R Program - Error - Kindly guide me to fix the same

Dear Experts,

I am learning R programming. I need your inputs to fix the error which I'm getting in one of my R program. Request your help to resolve it. Thanks in advance

Question:

a) In 5.R, load the air tibble from air.RData with load. Transform the tibble so that it includes the single row with the highest value in the emissions column for each county.
b) Save the resulting air tibble, using save, in a file called 5.RData.
c) Executing 5.R should create a tibble named air with 36 rows and 8 columns, sorted from highest to lowest value in the emissions column

My code:

Load the air data

load("/workspaces/xxxxx/air/air.RData")
air$emissions <- suppressWarnings(as.numeric(as.character (air$emissions)))

Ensure the air tibble exists after loading the data

if (!exists("air")) {
stop("The air tibble does not exist!")
}

library(dplyr)
air <- as_tibble(air) %>%
group_by(county) %>%

#For each county, select the row with the maximum emissions

slice (which.max(emissions)) %>%
arrange (desc (emissions)) %>%
ungroup()

Save the resulting air tibble in 5.RData

save (air, file = "5.RData")

Error:
( 5. RData contains air tibble with largest pollutant source for each county
air tibble does not contain highest emissions for each county

Hi, welcome to the forum.

Your code is really hard to read. It is much better to copy the code and paste it here between


This gives us formatted code that we can copy, paste and run . Often a person here does not have the time to type out code to test it and find a problem.

That said, I think there is a space here between air and RData.

 load("/workspaces/xxxxx/air/air. RData")

You may find this helpful in asking questions here..

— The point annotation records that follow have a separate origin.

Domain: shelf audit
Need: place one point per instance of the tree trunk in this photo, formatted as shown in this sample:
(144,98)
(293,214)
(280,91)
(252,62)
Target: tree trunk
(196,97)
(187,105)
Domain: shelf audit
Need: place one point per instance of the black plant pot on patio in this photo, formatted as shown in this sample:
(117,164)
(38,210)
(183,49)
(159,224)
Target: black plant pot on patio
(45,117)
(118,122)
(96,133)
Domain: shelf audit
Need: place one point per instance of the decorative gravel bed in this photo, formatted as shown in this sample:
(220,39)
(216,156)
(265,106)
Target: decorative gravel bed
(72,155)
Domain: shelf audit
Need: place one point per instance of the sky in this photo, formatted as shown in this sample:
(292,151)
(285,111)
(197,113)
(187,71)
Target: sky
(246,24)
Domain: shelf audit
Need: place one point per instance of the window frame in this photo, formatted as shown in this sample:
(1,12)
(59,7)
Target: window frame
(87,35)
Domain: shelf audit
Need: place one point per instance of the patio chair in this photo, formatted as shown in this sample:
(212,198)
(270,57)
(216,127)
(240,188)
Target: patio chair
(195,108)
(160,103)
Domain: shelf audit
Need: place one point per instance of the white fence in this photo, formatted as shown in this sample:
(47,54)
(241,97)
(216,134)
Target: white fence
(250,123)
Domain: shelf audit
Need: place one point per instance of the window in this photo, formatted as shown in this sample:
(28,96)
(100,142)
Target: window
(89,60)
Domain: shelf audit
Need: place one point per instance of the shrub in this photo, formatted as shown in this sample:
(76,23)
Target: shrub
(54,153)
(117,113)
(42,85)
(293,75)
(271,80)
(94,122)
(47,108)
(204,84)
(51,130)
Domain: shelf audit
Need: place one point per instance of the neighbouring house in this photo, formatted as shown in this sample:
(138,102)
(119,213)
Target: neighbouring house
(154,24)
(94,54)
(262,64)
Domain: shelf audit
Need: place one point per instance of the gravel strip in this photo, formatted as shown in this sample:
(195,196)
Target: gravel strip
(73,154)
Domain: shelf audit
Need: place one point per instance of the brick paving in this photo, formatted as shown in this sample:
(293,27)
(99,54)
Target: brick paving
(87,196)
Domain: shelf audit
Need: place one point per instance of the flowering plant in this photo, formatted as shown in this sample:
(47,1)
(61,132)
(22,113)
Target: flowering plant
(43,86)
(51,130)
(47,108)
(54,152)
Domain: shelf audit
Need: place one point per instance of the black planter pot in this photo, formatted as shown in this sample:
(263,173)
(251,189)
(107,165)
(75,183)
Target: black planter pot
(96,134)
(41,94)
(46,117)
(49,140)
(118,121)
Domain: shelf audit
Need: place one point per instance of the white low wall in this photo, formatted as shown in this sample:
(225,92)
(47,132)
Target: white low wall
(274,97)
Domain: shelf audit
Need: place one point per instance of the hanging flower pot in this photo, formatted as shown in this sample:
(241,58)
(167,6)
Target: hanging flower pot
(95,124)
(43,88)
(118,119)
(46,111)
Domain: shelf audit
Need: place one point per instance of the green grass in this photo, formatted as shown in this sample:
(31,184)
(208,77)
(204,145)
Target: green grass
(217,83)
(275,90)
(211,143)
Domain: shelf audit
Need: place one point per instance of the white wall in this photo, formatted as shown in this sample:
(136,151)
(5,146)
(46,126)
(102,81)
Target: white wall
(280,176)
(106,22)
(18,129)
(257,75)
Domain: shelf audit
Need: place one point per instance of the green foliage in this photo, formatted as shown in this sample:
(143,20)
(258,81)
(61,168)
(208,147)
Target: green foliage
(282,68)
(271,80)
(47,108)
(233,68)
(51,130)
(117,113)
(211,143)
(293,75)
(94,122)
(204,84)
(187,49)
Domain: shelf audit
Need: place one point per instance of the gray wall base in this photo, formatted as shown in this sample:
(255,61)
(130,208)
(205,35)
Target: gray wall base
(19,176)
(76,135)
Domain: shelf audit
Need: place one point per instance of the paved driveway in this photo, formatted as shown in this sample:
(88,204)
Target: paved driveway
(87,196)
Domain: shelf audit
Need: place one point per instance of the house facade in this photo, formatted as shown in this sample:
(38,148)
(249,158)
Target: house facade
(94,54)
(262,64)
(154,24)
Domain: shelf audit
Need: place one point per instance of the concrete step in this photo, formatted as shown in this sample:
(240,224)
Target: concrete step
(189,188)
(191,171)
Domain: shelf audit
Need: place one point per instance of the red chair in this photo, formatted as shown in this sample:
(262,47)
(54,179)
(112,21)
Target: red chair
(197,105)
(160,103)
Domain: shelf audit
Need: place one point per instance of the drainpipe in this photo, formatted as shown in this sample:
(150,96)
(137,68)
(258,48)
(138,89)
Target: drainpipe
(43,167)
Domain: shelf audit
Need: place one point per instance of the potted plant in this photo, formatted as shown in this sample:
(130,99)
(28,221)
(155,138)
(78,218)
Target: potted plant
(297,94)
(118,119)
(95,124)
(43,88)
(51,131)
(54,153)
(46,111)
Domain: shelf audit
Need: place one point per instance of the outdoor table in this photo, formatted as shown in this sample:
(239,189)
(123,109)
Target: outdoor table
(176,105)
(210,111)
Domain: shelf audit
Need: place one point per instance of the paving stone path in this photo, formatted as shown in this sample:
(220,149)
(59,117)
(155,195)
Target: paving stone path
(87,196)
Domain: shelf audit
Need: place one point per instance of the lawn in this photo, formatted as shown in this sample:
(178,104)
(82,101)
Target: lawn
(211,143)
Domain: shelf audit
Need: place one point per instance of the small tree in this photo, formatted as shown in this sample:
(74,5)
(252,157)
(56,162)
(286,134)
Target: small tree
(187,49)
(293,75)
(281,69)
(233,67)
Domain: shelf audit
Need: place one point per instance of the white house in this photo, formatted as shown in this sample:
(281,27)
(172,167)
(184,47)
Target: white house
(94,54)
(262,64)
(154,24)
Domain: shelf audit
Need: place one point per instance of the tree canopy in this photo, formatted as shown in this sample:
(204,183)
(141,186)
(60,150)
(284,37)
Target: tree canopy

Thank you very much for your valuable time and reply. I have copy pasted my code in my original post. Also attached my output screen shot.

air.RData file has more than 32,000 records. My code filtered 36 relevant records with 8 columns out of total 32,000 records. However R throws error. I tried my level best to solve it but in vain.
Kindly help me resolve this issue. Thank you very much.

What is the error message?

Thanks, it is much easier to read your code now. However there in an even better way to do it. I thought I had pasted in the instructions but it looks like I messed up the formatting. My apologies.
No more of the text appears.